Professor Bostrom: One challenge is the comfort level that different people have with digital technology. I think there is a generational gap there. Generally speaking, younger people who have grown up with it take a lot more things for granted and are happier to access government services, banking and financial services and other things through the internet. From an economy point of view, creating the culture of entrepreneurship like one sees in the Bay area, where it is normal to start up a company and have it fail and then maybe start again or join somebody else’s, is a very different outlook from the traditional model where you joined a corporation when you were 20 and then maybe expected to stay there for the rest of your life. If you then lost that job, it is a big failure, whereas in the modern economy it is important to expect that you might change jobs frequently. I think the impact of unemployment is not just about losing money or a livelihood; it is also feeling like a failure. If there is an expectation that you are supposed to hold on to a job for ever and you then do not, it is a much bigger psychological blow, so creating that kind of expectation that one will need to be flexible to thrive in the new economy is important.

The Bay area also suggests another challenge, which is that it is above anything else a geographic cluster, and we see it in other sectors as well. There are biotech clusters of excellence where you have a critical mass of components coming together: cutting-edge researchers, people with money, people with experience running start-up companies, designers, other kinds of support services. That suggests that in the UK there might be one or two clusters that will be hot beds of innovation but other parts of the county are left behind.

It is not obvious how best to respond to that, because these clusters form because they create network effects, so by trying to spread everything out you might put out the fires, and perhaps counterintuitively one should try to encourage this kind of concentration to reach critical mass where you could get something that is meaningful at a global level.

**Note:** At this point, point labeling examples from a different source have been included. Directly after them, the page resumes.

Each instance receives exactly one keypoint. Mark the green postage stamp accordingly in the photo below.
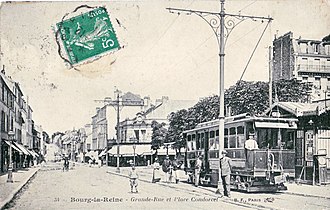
(87, 35)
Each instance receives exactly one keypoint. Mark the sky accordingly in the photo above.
(162, 54)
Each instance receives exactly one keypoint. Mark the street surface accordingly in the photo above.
(101, 188)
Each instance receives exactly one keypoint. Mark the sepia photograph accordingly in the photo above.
(165, 104)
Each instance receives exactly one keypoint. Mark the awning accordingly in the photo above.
(128, 150)
(13, 146)
(162, 151)
(275, 125)
(22, 148)
(34, 154)
(103, 152)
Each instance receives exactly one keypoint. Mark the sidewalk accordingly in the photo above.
(9, 190)
(293, 188)
(308, 190)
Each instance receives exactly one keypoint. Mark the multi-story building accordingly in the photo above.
(303, 59)
(6, 124)
(139, 128)
(104, 122)
(136, 133)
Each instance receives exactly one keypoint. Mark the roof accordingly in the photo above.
(301, 109)
(129, 150)
(162, 110)
(140, 149)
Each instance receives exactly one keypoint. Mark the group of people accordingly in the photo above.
(94, 162)
(168, 167)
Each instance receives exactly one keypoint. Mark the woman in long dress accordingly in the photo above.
(155, 172)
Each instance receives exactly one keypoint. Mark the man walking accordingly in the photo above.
(166, 168)
(198, 169)
(225, 168)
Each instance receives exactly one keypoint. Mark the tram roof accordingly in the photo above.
(241, 118)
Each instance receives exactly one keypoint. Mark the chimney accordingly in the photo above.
(165, 99)
(3, 69)
(146, 101)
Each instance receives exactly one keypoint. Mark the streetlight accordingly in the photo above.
(222, 24)
(11, 135)
(134, 147)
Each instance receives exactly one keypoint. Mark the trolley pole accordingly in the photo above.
(118, 105)
(117, 130)
(222, 25)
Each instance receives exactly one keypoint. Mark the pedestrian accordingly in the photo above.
(133, 179)
(225, 169)
(155, 171)
(176, 166)
(94, 161)
(66, 164)
(250, 144)
(166, 168)
(198, 169)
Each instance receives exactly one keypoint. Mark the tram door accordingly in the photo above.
(309, 142)
(309, 139)
(206, 151)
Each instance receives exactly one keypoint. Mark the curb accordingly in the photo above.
(16, 190)
(307, 195)
(255, 206)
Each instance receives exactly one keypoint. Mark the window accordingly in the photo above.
(232, 141)
(212, 132)
(316, 48)
(226, 142)
(198, 145)
(240, 130)
(232, 131)
(3, 121)
(303, 47)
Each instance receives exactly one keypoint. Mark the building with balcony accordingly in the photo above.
(104, 122)
(303, 59)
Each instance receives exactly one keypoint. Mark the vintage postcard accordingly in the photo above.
(165, 104)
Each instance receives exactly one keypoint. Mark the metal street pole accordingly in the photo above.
(221, 30)
(117, 105)
(134, 147)
(221, 95)
(11, 136)
(117, 131)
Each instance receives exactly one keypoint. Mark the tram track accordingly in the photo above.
(202, 191)
(313, 200)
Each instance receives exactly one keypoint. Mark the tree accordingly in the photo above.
(159, 133)
(326, 38)
(245, 97)
(45, 137)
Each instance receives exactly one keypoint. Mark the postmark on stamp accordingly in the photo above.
(87, 35)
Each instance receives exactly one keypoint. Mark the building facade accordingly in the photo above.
(104, 122)
(312, 142)
(303, 59)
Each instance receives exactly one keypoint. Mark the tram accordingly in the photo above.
(260, 170)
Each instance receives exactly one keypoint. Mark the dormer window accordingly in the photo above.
(316, 48)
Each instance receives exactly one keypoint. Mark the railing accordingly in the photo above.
(314, 68)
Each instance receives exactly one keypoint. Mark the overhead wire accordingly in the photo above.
(164, 33)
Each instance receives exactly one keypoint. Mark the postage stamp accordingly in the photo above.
(87, 35)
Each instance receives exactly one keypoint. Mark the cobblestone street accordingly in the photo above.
(101, 188)
(94, 188)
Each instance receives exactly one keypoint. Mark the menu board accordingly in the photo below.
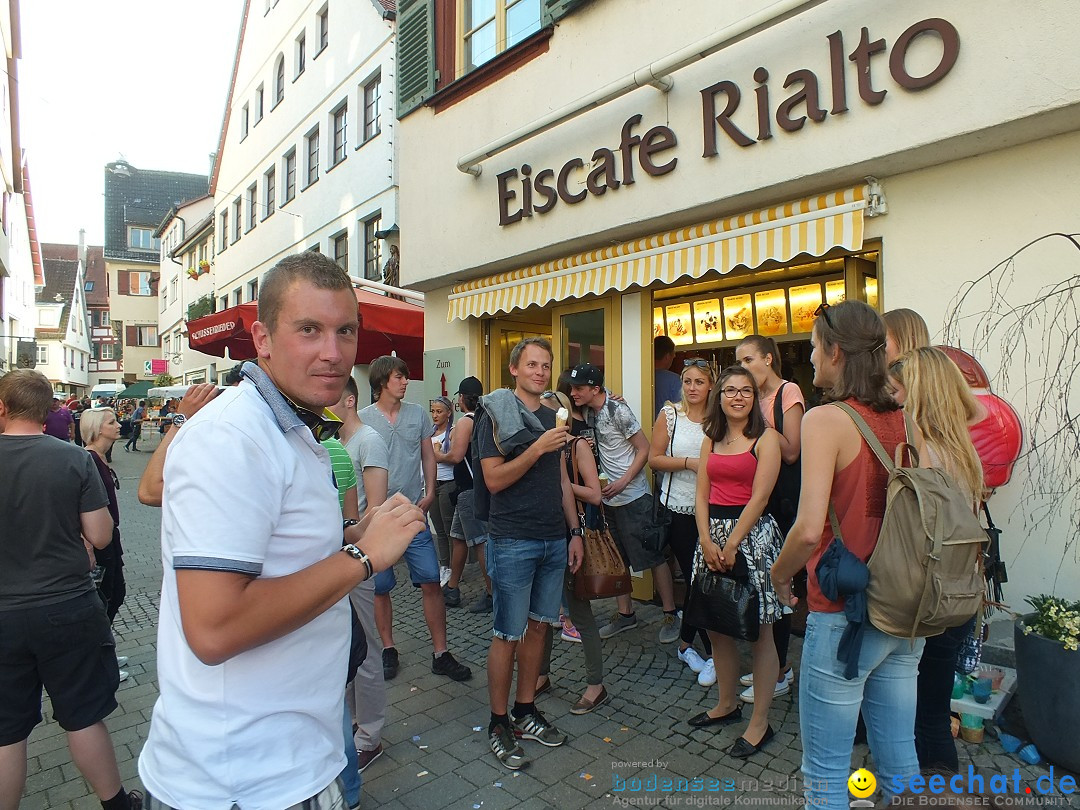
(805, 300)
(836, 292)
(872, 291)
(738, 316)
(679, 324)
(771, 308)
(707, 320)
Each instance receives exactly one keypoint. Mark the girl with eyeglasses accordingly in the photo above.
(840, 470)
(742, 461)
(673, 456)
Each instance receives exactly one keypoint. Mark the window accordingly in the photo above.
(494, 26)
(312, 142)
(238, 212)
(289, 175)
(253, 191)
(341, 250)
(324, 27)
(372, 253)
(138, 283)
(372, 94)
(270, 191)
(142, 239)
(279, 81)
(340, 133)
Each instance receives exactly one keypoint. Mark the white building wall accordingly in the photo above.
(360, 46)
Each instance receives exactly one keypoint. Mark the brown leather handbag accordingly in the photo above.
(603, 572)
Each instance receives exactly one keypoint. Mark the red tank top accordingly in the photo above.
(859, 494)
(731, 477)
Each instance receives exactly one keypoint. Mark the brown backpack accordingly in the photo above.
(926, 570)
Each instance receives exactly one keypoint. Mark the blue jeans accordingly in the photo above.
(526, 583)
(828, 709)
(422, 564)
(350, 775)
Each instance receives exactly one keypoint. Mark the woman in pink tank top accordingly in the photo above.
(849, 361)
(742, 460)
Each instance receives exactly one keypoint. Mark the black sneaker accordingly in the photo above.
(446, 664)
(390, 663)
(505, 747)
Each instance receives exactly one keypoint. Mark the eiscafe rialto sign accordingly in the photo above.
(731, 113)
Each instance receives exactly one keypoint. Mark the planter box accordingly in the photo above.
(1049, 682)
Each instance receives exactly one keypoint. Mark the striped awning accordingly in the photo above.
(809, 227)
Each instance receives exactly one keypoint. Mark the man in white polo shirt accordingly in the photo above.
(253, 636)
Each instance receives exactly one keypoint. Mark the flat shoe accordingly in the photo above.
(703, 719)
(743, 747)
(584, 705)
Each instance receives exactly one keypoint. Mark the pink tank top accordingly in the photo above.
(731, 478)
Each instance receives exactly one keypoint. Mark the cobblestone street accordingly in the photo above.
(435, 733)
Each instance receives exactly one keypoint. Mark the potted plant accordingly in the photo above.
(1048, 673)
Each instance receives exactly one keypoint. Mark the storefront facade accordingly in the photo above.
(891, 152)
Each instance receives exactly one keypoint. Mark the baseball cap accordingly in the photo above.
(586, 374)
(470, 387)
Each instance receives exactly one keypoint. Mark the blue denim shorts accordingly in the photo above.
(421, 561)
(526, 583)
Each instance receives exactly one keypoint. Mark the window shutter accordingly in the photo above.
(555, 10)
(416, 54)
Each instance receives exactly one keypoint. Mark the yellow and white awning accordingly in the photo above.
(810, 227)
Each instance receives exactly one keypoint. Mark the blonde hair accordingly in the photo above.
(91, 421)
(941, 403)
(907, 328)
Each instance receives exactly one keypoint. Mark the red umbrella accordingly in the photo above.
(386, 325)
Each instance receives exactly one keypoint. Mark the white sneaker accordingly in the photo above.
(783, 687)
(691, 659)
(707, 676)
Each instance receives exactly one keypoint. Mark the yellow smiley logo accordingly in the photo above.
(862, 783)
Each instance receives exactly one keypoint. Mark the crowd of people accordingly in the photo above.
(272, 682)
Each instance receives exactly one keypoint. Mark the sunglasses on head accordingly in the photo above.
(322, 426)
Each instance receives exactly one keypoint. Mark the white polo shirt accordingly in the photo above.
(247, 489)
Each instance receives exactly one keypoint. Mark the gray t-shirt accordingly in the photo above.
(45, 486)
(531, 508)
(366, 448)
(403, 440)
(615, 424)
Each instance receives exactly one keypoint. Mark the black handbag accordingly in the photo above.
(723, 602)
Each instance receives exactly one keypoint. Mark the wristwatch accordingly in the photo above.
(358, 553)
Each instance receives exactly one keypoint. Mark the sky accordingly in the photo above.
(145, 80)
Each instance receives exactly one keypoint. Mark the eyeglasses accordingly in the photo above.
(823, 311)
(322, 426)
(731, 392)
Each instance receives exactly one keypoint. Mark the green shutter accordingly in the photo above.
(555, 10)
(416, 54)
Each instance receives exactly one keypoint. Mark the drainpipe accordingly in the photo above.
(657, 75)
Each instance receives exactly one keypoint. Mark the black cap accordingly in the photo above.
(470, 387)
(586, 374)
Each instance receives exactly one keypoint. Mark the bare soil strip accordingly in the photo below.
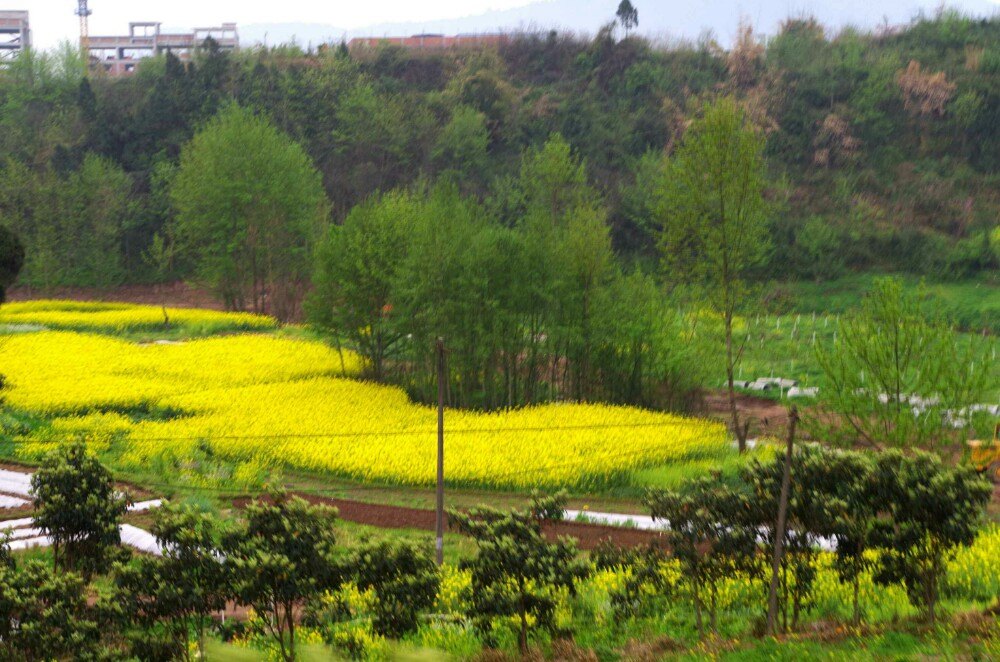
(400, 517)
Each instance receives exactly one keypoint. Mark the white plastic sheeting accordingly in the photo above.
(8, 502)
(24, 535)
(647, 523)
(15, 482)
(642, 522)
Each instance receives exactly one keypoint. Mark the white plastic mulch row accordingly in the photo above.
(642, 522)
(15, 482)
(25, 536)
(8, 502)
(647, 523)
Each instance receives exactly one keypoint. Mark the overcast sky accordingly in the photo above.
(53, 20)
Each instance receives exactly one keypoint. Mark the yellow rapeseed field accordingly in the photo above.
(271, 401)
(123, 317)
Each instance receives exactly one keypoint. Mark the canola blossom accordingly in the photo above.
(123, 317)
(279, 402)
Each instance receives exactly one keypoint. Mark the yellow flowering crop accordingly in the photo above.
(123, 317)
(279, 402)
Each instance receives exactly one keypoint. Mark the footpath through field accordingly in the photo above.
(24, 535)
(400, 517)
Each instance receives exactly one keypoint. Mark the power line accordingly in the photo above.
(355, 435)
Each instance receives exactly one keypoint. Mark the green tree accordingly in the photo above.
(249, 206)
(282, 558)
(715, 218)
(357, 269)
(184, 587)
(53, 619)
(710, 535)
(628, 16)
(77, 506)
(898, 376)
(815, 504)
(932, 511)
(516, 573)
(405, 581)
(11, 260)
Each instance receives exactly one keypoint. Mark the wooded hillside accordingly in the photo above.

Lord Janvrin: Can I just come back to Kevin Baughan and your very first point on the confidence to invest? You said that more could be said about this. Could you say a bit more about that against the background of what we were talking about—top senior people in business are not as digitally aware as they should be—and against a background of well documented failures, particularly in government projects, which is an inhibitor to thinking creatively about investment? Could you say something on that very good point you made?

Kevin Baughan: Yes, certainly. I think we can approach it from a couple of angles. Obviously one of the Technology Strategy Board’s roles is to encourage innovation and accelerate economic growth by looking at the barriers to various aspects, so at the end of the day when we look at sectors we work with the industry to understand the barriers that are preventing them from going forward. Sometimes they could be regulatory barriers, other times they could be ones that are based on the perception of the level of risk that they have to undertake. Therefore we can get involved to look at finding ways to go through those barriers and see when it makes sense to use public money to do it and at the same time encourage them to develop skills so that they can tackle those things themselves with private investment. Some of the more interesting aspects of the work that we do is where we have projects and programmes such as the catalysts, which then stimulate activity in a sector but measure their success by looking at the ongoing private investment that follows the public investment that was made to trigger the change in the industry. Whether that is in agri-tech or in biomedical areas, it is a way of helping the industry gain confidence and direction.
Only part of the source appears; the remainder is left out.